IN BULGARIA, some of the citizens expressed their views of their government on Sunday by sacking and burning the headquarters of the ruling Socialist -- formerly Communist -- party. In Romania, demonstrations and rock-throwing have been going on in the middle of the capital since last week. In Yugoslavia, where Croatia recently voted for greater autonomy under the Serb-dominated federal government, Serbs living in Croatia last week voted for greater autonomy from the Croats -- after their own heavily armed patrols closed local roads to prevent police interference with their referendum.
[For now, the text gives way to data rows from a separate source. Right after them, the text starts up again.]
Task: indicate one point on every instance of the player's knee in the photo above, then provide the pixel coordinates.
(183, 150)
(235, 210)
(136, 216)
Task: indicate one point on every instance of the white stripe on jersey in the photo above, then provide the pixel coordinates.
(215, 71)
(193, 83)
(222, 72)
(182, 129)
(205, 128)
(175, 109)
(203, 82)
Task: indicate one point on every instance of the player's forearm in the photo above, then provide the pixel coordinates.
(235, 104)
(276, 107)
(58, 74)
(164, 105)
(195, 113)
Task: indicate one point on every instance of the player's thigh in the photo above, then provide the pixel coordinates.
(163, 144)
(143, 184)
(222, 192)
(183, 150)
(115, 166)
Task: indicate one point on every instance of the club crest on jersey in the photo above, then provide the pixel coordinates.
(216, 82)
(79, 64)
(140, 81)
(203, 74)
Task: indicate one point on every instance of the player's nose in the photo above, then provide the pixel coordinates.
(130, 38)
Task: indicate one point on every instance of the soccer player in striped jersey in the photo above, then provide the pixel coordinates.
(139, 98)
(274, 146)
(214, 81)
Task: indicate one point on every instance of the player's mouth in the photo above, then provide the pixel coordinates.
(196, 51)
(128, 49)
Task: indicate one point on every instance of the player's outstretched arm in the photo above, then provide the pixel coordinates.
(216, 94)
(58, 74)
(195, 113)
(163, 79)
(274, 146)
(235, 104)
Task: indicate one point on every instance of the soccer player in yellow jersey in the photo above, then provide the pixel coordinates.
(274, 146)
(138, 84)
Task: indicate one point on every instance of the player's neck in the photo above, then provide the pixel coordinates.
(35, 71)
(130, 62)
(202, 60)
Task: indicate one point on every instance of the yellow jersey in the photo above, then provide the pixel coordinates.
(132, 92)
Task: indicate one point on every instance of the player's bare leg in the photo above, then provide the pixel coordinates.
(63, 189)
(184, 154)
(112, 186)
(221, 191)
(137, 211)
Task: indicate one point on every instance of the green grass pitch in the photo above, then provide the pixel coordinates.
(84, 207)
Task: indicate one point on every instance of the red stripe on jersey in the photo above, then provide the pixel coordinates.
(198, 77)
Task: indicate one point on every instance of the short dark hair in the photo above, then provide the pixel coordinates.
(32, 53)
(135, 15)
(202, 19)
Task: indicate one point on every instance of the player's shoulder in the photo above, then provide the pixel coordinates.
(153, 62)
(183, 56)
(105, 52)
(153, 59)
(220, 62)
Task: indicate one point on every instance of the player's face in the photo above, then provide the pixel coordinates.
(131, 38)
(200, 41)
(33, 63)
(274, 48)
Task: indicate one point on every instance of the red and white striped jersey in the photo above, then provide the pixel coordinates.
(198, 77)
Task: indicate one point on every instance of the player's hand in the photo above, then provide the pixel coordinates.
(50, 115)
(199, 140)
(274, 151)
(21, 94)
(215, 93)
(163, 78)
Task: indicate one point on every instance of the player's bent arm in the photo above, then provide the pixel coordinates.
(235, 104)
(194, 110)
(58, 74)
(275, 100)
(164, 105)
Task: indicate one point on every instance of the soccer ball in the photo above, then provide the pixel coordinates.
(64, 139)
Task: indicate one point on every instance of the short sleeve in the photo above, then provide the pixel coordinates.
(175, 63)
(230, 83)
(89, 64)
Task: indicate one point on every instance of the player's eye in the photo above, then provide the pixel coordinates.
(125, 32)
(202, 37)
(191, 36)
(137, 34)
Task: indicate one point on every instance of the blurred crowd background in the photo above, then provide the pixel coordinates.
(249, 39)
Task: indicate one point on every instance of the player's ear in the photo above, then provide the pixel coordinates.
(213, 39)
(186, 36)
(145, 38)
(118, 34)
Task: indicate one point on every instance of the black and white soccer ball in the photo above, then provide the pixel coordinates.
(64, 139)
Eastern Europe's revolution still has a long way to go. Popular uprisings overthrew Communist governments last year in Bulgaria and Romania, but Communists under one name or another continue to run the governments there. The Communists continue to hold power in Yugoslavia, although they have lost control of two of its provinces. Albania, under its own eccentric style of Stalinism, has relaxed slightly in recent months but continues to be hardly more accessible than Tibet. Amid all of the well-justified celebration of freedom's victories in Eastern Europe, it is useful to remember that nearly 60 million people live in countries where those victories remain at best incomplete.
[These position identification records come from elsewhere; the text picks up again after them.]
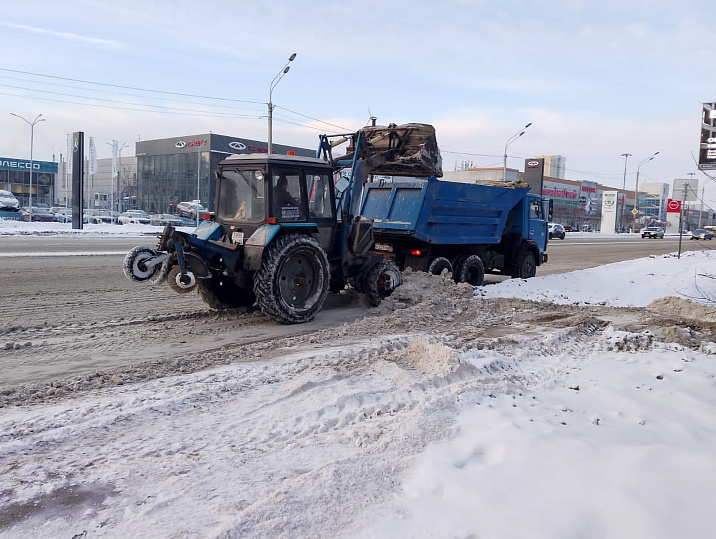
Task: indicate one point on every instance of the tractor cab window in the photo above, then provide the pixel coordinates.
(536, 209)
(286, 192)
(241, 196)
(320, 203)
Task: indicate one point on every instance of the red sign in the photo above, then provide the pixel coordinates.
(673, 206)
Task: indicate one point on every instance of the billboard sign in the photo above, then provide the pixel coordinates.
(673, 206)
(534, 174)
(609, 211)
(707, 145)
(685, 189)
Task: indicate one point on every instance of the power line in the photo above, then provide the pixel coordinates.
(108, 100)
(207, 115)
(130, 87)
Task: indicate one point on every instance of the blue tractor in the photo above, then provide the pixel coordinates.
(287, 229)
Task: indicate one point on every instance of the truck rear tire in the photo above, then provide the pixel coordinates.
(222, 293)
(526, 266)
(380, 281)
(471, 271)
(438, 265)
(292, 283)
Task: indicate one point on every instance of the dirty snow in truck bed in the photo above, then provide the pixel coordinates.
(599, 426)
There's an increasingly sharp distinction between the countries to the north -- Poland, Czechoslovakia and Hungary -- and the Balkans. To the north, elections have definitively removed the Communists from control of government. All three of those countries believe that their future lies with the Europe of the Common Market. But to the south, the general sense of direction is much less clear and certain. Elections have failed to produce governments around which their people have rallied. They have been unable to undertake essential reforms. Why?

One reason is inexperience with democracy or with any form of government but simple despotism. Another is that except for northwestern Yugoslavia -- the two provinces that have voted out their Communist rulers -- these lands are profoundly isolated from the rest of Europe, and not only geographically.

Frustrated by their inert governments, people in the streets turn to violence. In that atmosphere, the traditional ethnic feuds flourish. The Balkan countries desperately need help from the West, but they are unlikely to get much of it as long as they remain under regimes that their own people dislike and distrust. Over time these countries will change. But it isn't happening quickly.